At TQU the term ‘queer’ is understood as a (self-)description for people or groups of people who do not conform to heteronormative rules and/or feel uncomfortable with categories implemented through a heteronormative society. At the same time ‘queer’ (as well as ‘LGBTIAQ’, ‘feminism’, and many other terms) mostly describe white/western concepts that don’t work for everyone. Feel free to use your own terms and/or other forms of expression. Read more about terminology in the glossary.

TQU is also aware that it can be dangerous to reveal your identity in some places and that there is censorship and oppression in many parts of the world, so that not everybody can speak and write freely. Your name and location won’t be published if you don’t want it to be.

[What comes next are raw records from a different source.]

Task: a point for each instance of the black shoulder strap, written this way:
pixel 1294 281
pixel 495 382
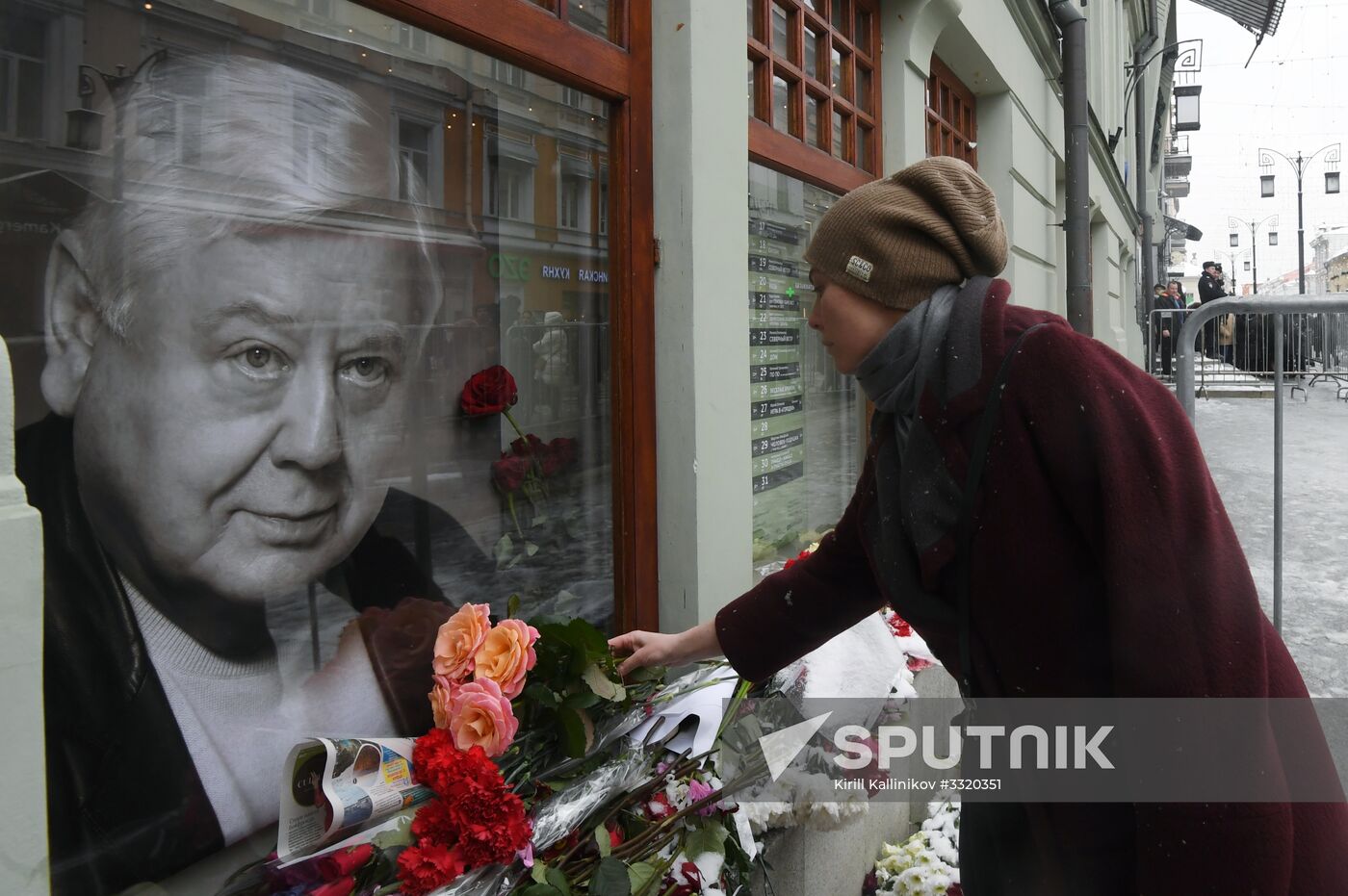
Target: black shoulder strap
pixel 977 460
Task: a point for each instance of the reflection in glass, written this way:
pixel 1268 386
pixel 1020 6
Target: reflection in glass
pixel 781 43
pixel 812 53
pixel 781 108
pixel 804 413
pixel 589 15
pixel 314 252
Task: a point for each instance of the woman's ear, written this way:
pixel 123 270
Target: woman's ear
pixel 73 323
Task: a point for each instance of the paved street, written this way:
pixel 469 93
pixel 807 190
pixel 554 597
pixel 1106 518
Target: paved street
pixel 1236 435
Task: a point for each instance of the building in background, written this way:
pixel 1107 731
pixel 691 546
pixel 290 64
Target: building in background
pixel 1327 246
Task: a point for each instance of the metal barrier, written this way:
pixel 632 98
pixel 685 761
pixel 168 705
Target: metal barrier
pixel 1276 339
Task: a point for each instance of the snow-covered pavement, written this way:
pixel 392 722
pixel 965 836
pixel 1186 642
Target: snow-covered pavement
pixel 1236 435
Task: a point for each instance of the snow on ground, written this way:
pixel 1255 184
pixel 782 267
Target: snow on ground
pixel 1236 435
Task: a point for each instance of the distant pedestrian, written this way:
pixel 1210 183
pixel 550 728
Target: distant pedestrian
pixel 1166 325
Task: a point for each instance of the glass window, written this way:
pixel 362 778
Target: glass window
pixel 812 54
pixel 840 16
pixel 325 233
pixel 781 33
pixel 781 104
pixel 812 121
pixel 589 15
pixel 805 423
pixel 414 148
pixel 22 76
pixel 863 90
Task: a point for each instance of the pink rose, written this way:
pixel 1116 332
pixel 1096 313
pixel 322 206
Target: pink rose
pixel 440 700
pixel 458 640
pixel 480 716
pixel 506 655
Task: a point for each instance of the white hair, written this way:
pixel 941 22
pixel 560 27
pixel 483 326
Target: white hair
pixel 219 144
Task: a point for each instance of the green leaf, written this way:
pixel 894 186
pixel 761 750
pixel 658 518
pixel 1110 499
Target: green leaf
pixel 542 694
pixel 603 841
pixel 708 838
pixel 582 701
pixel 558 880
pixel 401 835
pixel 577 730
pixel 610 879
pixel 603 687
pixel 639 875
pixel 541 889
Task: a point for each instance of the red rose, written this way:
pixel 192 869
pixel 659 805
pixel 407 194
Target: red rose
pixel 343 886
pixel 344 861
pixel 529 445
pixel 488 391
pixel 508 472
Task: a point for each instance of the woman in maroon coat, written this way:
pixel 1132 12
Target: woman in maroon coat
pixel 1091 468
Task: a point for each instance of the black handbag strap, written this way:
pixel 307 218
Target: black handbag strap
pixel 977 461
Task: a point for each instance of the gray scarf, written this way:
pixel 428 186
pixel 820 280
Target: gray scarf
pixel 936 347
pixel 890 374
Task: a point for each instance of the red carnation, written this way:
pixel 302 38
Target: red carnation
pixel 428 866
pixel 344 861
pixel 508 472
pixel 491 391
pixel 559 454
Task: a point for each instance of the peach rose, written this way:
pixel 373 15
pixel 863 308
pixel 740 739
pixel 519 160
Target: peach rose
pixel 458 639
pixel 480 716
pixel 506 655
pixel 440 698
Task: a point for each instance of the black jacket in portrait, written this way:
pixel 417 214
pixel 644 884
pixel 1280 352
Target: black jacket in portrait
pixel 124 801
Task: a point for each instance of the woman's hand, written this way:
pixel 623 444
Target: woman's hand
pixel 657 649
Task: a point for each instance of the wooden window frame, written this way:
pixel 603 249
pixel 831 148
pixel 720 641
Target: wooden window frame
pixel 947 132
pixel 791 151
pixel 539 39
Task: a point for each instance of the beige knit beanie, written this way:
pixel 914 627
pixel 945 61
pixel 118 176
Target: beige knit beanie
pixel 898 239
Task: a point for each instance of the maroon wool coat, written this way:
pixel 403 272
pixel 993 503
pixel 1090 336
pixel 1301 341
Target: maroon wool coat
pixel 1102 565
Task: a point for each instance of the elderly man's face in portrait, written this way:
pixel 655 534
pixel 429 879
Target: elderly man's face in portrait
pixel 235 440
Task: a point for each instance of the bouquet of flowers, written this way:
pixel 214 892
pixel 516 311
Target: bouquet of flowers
pixel 528 783
pixel 926 864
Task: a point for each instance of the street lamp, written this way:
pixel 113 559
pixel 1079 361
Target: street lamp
pixel 1186 107
pixel 1298 166
pixel 1254 243
pixel 84 125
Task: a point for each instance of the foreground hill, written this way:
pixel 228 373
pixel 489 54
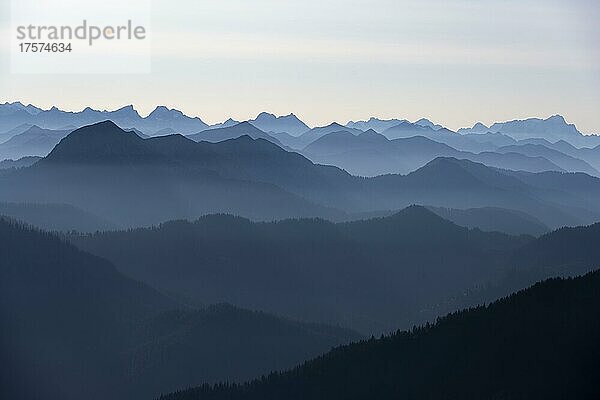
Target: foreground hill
pixel 35 141
pixel 73 327
pixel 493 219
pixel 540 343
pixel 372 275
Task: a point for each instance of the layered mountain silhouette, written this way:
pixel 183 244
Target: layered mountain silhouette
pixel 553 129
pixel 233 132
pixel 73 327
pixel 538 343
pixel 162 117
pixel 35 141
pixel 19 163
pixel 285 124
pixel 493 219
pixel 55 217
pixel 131 181
pixel 313 269
pixel 372 154
pixel 376 124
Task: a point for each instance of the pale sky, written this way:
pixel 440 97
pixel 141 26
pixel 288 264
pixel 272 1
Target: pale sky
pixel 454 62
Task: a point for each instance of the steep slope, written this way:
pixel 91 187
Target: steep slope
pixel 75 328
pixel 562 160
pixel 20 163
pixel 471 143
pixel 312 269
pixel 310 136
pixel 554 128
pixel 136 182
pixel 372 154
pixel 123 178
pixel 539 343
pixel 233 132
pixel 288 124
pixel 493 219
pixel 161 118
pixel 378 125
pixel 55 217
pixel 35 141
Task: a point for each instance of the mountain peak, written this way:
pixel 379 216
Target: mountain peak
pixel 285 124
pixel 557 118
pixel 102 141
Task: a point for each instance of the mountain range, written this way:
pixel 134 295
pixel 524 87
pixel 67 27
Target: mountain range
pixel 141 256
pixel 538 343
pixel 418 264
pixel 130 181
pixel 73 327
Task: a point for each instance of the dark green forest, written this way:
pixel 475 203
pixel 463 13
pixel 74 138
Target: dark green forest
pixel 539 343
pixel 375 275
pixel 73 327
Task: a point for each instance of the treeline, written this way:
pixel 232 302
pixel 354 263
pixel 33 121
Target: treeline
pixel 540 343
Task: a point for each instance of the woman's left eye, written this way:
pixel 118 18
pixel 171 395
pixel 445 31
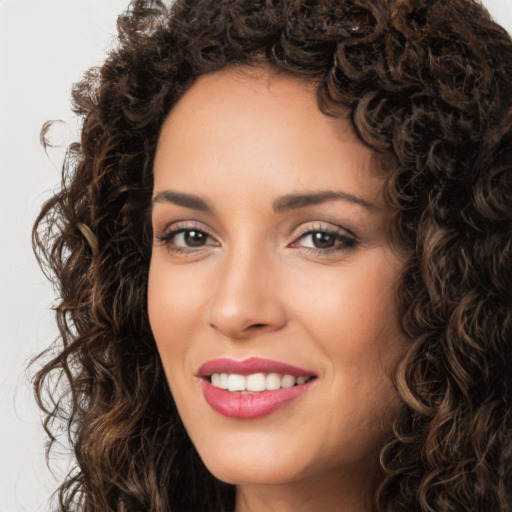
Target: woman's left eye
pixel 325 241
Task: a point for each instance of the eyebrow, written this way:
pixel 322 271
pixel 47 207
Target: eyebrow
pixel 182 199
pixel 280 205
pixel 295 201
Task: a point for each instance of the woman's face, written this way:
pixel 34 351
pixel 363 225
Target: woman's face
pixel 270 269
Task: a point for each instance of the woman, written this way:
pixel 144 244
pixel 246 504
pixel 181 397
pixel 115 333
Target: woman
pixel 283 250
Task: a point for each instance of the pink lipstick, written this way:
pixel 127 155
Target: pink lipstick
pixel 252 388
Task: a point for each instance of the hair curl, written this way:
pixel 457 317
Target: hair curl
pixel 428 84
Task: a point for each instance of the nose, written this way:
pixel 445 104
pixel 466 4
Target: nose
pixel 246 300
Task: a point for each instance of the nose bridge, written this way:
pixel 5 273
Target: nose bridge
pixel 244 300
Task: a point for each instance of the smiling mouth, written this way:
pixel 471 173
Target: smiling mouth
pixel 255 382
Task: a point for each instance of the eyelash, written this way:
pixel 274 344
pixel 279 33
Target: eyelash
pixel 343 241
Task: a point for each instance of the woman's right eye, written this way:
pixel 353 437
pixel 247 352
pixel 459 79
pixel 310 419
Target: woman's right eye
pixel 186 239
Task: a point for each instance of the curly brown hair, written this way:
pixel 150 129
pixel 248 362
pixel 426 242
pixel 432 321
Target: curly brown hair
pixel 428 84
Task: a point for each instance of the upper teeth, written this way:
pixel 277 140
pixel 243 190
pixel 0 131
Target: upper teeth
pixel 255 381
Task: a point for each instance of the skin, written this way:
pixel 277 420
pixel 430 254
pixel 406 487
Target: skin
pixel 256 285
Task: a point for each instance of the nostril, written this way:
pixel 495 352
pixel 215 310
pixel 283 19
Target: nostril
pixel 257 326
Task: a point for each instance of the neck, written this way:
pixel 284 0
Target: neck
pixel 333 493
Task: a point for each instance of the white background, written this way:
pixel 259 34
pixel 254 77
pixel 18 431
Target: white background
pixel 45 45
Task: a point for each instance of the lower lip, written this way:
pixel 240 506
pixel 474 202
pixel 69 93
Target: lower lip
pixel 248 406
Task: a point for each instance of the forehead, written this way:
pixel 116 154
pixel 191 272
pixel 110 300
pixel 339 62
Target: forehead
pixel 254 126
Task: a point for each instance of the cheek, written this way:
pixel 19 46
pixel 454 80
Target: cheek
pixel 173 310
pixel 352 310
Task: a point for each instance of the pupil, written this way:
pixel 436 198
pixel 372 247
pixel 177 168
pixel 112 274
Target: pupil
pixel 194 238
pixel 323 240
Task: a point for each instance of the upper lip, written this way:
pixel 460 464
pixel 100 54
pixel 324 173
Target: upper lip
pixel 251 365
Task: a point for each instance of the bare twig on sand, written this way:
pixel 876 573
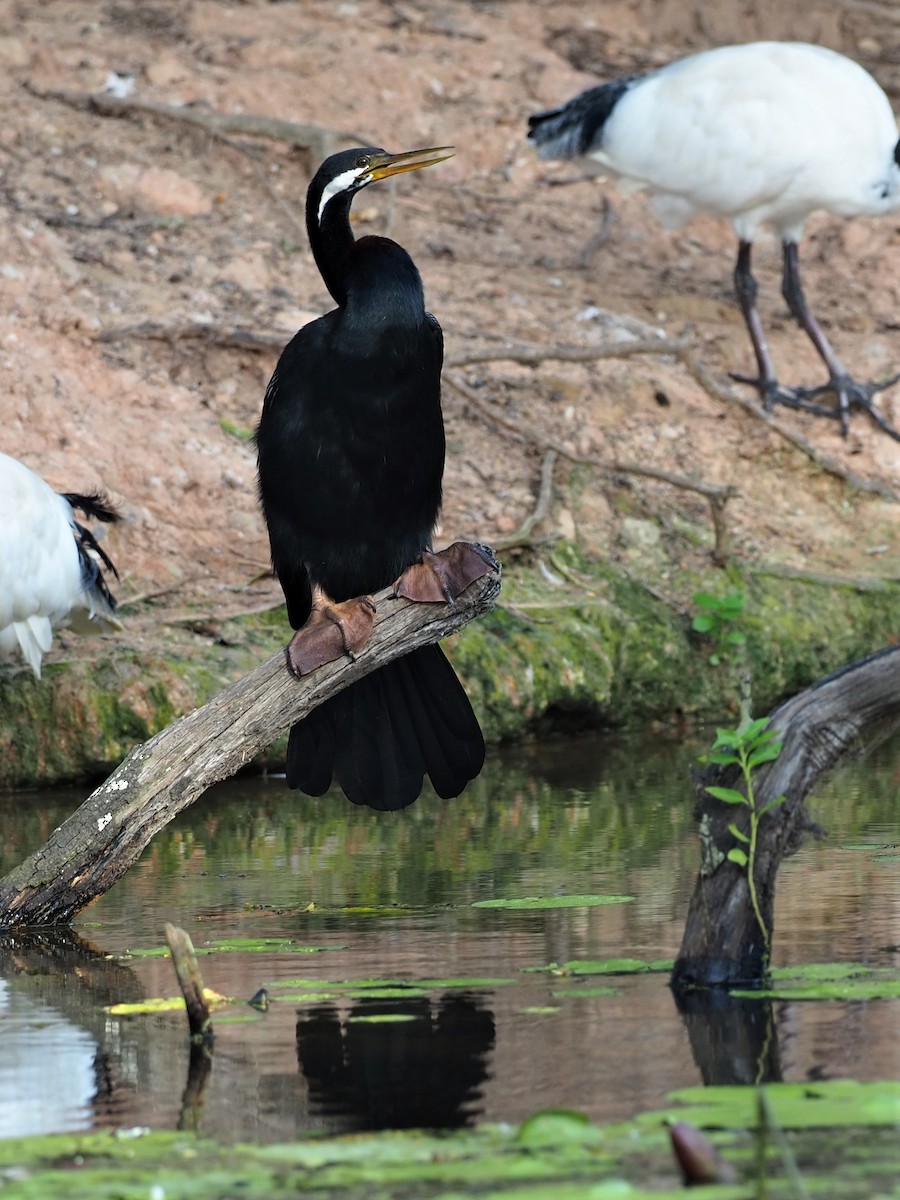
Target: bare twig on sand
pixel 522 537
pixel 318 141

Most of history has been written by white men. What they wrote and the truths they created are what we see reflected in mainstream global politics, media and discourses today. The way we see our sexuality, how we build families, how we structure our communities, and the power relationships around us, are deeply influenced by how history has been written so far. Let’s try to change that.

Let’s explore the ways desires are created, gender roles defined and how we build family structures and communities around the world. There’s room to introduce individuals, groups and organizations and to share your perspectives, realities and ways of living through different forms of art and writing.

The history of queers, especially queer POCs, has been widely neglected in the past and is still underrepresented in the present. This is a small attempt towards changing that.

Let’s criticize racism, classism, ableism, sexism, hetero/homonormativity and other forms of oppression by each using our preferred means of expression (drawing, writing, singing, painting, photos, comics, films, etc.) in order to connect with each other and exchange our ideas and experiences.

It’s important to change our ways of arguing from within a single canonical western school of thought (and words) in order to create a real alternative to today’s systems of oppression. 
If we really want to challenge borders, nation states, governments and their leaders, who value economic interests over the interests of the people and think they have the right to regulate our bodies, then we need to get to know all of our stories. 
TQU’s goal is to show that being ‘queer’, ‘LGBTIAQ’ or a ‘feminist’ does not mean the same thing everywhere and that it does not have to. 

Let’s show our complexity, variety, creativity and powers.